An index node is a collection of (key, pointers) pairs. The merge operation combines two index nodes $N_1$ and $N_2$ by taking the union of their keys, and for each key the union of the pointers. E.g. if $N_1 = {K_1 \mapsto {P_1, P_2}, K_2 \mapsto {P_3}}$ and $N_2 = {K_2 \mapsto {P_4}}$ then $N_1 \oplus N_2 = { K_1 \mapsto {P_1, P_2}, K_2 \mapsto {P_3, P_4 }}$. Helios uses a size-based merge policy in which two nodes are merged if they are both below a given size threshold.

The add operation creates a new node at one level up containing the union of the keys in the blocks being added, and pointers to the nodes in the level below containing entries for those keys. E.g. $N_1 + N_2 = {K_1 \mapsto {P_{N_1}}, K_2 \mapsto {P_{N_1}, P_{N_2}}}$. Helios also uses a size-based add policy, in which nodes are added (at higher and higher levels) until the size of the resulting node reaches a configurable threshold.

Note that the resulting structure may contain orphan nodes (shown in grey in the figure above) that do not have any parent in the layer above. This has implications for query processing that we’ll look at shortly.

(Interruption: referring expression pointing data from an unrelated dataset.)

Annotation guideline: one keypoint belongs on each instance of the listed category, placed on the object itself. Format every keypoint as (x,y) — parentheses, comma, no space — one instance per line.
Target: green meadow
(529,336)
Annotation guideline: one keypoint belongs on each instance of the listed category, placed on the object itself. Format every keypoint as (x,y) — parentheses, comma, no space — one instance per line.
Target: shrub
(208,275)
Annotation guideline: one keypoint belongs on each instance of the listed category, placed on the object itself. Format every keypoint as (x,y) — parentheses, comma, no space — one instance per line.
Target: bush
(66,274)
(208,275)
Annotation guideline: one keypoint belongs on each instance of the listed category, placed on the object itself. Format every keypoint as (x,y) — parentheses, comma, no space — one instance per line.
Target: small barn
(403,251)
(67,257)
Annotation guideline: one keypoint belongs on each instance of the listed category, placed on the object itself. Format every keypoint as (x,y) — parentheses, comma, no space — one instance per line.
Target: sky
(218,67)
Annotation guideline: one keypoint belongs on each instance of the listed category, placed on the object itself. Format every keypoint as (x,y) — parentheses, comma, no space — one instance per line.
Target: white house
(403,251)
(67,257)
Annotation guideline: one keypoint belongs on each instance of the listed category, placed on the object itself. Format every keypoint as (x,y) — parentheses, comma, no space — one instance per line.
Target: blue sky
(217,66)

Index compaction, which also takes place bottom-up, is triggered when a configurable number of data blocks have been processed.

Federated indexing

Our initial approach towards data and index management focused towards bringing in data from all the sources into an ingestion cluster and performing the required post-processing operations (e.g. parsing, indexing, etc.). However, this approach incurs significant costs… The hierarchical/recursive indexing model gives the freedom of distributing our computation acress the agents and ingestion back-end servers, sharing the same intuition as the current trend of edge computation.

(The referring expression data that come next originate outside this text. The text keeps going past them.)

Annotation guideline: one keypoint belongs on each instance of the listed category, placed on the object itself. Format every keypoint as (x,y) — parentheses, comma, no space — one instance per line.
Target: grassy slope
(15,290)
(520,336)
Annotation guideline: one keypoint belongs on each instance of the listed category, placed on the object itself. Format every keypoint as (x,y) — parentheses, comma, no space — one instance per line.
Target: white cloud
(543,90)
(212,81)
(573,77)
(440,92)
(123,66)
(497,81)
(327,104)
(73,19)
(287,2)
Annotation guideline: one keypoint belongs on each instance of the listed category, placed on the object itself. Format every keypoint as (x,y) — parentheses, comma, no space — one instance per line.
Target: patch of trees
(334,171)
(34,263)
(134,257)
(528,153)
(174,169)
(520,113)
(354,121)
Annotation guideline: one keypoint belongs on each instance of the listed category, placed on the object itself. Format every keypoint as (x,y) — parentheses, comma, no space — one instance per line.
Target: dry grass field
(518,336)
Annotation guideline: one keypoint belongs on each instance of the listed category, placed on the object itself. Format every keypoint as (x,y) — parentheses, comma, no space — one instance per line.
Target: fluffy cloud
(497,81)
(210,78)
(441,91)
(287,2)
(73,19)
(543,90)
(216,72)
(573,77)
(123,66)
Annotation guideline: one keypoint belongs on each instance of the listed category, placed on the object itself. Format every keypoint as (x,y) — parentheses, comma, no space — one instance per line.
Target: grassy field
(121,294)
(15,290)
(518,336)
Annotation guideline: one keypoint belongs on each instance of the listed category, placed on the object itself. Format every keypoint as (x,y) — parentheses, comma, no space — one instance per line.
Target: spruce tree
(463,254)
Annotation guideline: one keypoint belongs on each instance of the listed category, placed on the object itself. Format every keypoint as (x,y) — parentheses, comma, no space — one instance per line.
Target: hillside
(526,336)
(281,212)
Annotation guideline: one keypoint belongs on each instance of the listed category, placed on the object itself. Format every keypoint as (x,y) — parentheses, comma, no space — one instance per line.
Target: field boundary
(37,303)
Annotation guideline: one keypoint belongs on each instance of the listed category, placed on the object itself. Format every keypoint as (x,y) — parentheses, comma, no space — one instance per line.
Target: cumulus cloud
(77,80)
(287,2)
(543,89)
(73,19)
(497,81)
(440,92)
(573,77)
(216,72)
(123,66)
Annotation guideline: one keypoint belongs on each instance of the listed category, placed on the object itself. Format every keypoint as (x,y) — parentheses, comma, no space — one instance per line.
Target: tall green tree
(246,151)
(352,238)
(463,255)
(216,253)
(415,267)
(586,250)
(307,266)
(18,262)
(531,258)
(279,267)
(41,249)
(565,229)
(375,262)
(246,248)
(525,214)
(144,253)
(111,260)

Pre-processing on agents reduces the size of the ingestion cluster required, at the cost of consuming processing power on the source machine. In Helios production deployments, the agent typically consumes 15%-65% of a single CPU core, and stays under an allocated memory budget of 1.6GB. The generated agent and ingestion code utilises a shared library called Quark which provides a selection of parsers, extractors, indexers, partitioners, serializers and compressors as well as query-processing operators with predicate push-down.

Querying

Helios indexes are represented and exposed as data in easily accessible formats, available for any query engine. This allows us to democratise index usage outside of Helios, e.g. query engines can perform their own cost-based index access path selection, and index reads can independently scale without being constrained by compute resources provided by Helios. In fact, we were able to integrate Apache Spark with no changes to its optimizer/compiler.

Due to the existence of orphan nodes, querying can’t proceed in a pure top-down manner. So Helios provides a hybrid index scan operator. Querying starts by moving down the tree from the root nodes (which are orphan nodes by definition), and then recursively repeating this process for each of the orphan nodes at the next level down moving right.

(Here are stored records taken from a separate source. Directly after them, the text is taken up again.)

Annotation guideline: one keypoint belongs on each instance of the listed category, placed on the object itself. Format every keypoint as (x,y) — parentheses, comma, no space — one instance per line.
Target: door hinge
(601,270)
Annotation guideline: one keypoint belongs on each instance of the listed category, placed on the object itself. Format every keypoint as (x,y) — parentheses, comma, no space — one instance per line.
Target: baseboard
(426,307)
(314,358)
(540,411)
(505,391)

In Figure 6 above for example, we can search down the tree from $N_{21}$, but in doing so we miss any potential hits in the orphan node $N_{13}$ at the next level down. So after processing $N_{21}$ we start a new search from $N_{13}$. This in turn may miss hits in the orphan block $N_{08}$ so we then drop-down once more and move right…

Helios in production

Helios has multiple uses at Microsoft including supporting debugging and diagnostics, workload characterization, cluster health monitoring, deriving business insights, and performing impact analysis.

Helios clusters have been in production for the last five years, collecting close to a quadrillion log lines per day from hundreds of thousands of machines spread across tens of datacenters.